When you call the doctest.testmod() function in your code, doctest runs all the tests you defined and compares the actual values returned to the expected values. If they match, the test passes. The module will report how many tests passed, and the actual values returned for any failing tests. For example, a function that did not correctly check counties that border at a single point would return the following output showing that the Kanabec County test had failed.

doctest.testmod()
**********************************************************************
File "__main__", line 7, in __main__.county_neighbors
Failed example:
    county_neighbors('Kanabec')
Expected:
    ['Aitkin', 'Chisago', 'Isanti', 'Mille Lacs', 'Pine']
Got:
    ['Aitkin', 'Isanti', 'Mille Lacs', 'Pine']
**********************************************************************
1 items had failures:
   1 of   3 in __main__.county_neighbors
***Test Failed*** 1 failures.
TestResults(failed=1, attempted=3)

Add prompt engineering to the function design cycle

Prompt engineering lets you add some specificity to the function design cycle to handle those situations where you don’t get the response you want:

Image title — Adapted from Porter & Zingaro, 2023

Exercise: Improve a function

Time: 15 minutes

Given this terrible function design for calculating Manhattan distance:

def md(first, second):

Improve the function and parameter names
Add a doc string with a description of the function
Add tests to the doc string
Challenge step:
1. If you have access to an LLM, prompt the model to generate the function body
2. If you do not have access to an LLM, design a second function (including doc string and tests) for calcuating Euclidean distance

The role of human code-generating skill

If you’re already a Python expert, you may wonder what benefit AI code generation has for you.
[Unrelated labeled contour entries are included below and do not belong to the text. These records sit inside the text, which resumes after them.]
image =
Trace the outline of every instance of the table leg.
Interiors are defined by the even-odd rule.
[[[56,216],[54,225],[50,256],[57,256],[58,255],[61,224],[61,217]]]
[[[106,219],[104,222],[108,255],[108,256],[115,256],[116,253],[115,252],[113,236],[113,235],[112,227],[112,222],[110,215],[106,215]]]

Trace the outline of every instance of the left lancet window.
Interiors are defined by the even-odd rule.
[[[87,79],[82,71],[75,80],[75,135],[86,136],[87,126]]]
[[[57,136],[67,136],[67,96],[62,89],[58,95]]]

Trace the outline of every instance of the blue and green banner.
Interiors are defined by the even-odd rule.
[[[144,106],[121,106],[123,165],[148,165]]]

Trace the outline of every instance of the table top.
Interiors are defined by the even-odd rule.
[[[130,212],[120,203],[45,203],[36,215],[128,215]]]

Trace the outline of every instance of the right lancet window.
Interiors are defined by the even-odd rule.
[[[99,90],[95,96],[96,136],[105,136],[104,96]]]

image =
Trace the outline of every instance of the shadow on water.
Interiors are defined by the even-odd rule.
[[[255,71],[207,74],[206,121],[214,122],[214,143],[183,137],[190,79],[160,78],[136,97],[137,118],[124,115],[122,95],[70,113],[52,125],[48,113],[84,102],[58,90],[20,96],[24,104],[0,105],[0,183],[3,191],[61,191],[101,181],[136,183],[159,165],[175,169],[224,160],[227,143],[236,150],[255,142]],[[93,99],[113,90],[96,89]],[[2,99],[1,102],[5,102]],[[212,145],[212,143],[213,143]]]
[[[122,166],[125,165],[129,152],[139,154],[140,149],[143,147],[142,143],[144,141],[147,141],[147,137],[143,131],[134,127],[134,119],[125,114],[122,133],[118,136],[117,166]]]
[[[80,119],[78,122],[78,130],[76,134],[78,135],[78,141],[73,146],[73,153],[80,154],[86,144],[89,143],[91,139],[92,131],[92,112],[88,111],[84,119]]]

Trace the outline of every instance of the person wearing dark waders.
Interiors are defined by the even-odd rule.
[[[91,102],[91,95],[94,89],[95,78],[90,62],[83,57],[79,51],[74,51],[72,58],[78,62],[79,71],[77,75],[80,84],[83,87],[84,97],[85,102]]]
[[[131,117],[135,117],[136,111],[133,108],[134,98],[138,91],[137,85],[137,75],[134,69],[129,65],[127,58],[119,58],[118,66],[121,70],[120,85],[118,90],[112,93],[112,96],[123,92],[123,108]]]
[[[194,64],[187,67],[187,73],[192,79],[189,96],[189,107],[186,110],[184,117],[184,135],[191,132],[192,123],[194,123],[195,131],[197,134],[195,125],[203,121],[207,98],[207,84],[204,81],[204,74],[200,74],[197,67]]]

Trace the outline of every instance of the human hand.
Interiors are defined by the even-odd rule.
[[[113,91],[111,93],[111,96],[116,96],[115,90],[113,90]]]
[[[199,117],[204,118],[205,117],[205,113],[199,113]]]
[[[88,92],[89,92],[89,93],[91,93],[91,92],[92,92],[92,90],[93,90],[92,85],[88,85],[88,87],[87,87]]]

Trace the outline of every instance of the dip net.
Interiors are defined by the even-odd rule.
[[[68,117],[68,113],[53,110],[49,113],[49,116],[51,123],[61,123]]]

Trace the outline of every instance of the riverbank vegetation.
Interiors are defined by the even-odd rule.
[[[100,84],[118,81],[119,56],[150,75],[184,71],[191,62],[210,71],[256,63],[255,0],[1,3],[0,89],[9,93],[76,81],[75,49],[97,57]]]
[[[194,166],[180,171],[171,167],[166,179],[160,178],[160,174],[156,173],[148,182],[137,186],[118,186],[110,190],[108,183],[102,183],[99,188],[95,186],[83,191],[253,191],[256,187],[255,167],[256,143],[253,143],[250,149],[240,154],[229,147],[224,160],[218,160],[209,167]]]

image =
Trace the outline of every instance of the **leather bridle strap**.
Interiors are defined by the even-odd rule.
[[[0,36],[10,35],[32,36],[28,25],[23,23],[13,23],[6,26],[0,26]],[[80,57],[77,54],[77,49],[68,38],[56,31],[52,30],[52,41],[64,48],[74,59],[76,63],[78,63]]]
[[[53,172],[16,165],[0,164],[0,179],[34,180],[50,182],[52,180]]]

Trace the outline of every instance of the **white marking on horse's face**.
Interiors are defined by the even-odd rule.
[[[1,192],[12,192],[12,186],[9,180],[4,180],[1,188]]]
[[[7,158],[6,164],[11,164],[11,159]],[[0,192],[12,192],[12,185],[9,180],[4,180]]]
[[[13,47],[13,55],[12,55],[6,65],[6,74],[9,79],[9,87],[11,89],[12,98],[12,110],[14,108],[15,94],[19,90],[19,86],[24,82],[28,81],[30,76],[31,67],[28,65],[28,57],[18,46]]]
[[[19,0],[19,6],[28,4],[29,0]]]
After all, you can already write better code than it can. But using an AI to help generate code means you can write code faster. Boilerplate code, boring conditional blocks, long dictionary definitions, and other tedious constructs can all be created much faster when the AI writes them for you. That frees you up to focus on higher-level thinking about the code. AI code generation doesn’t mean your expertise is wasted. It just means you engage with the language differently.

Add manual review to the function design cycle

The more you know about Python, the more you can short circuit some of the function design process. If you can fix some of the problems in the generated code yourself, you don’t have to re-write the prompt and try to get the model to fix it.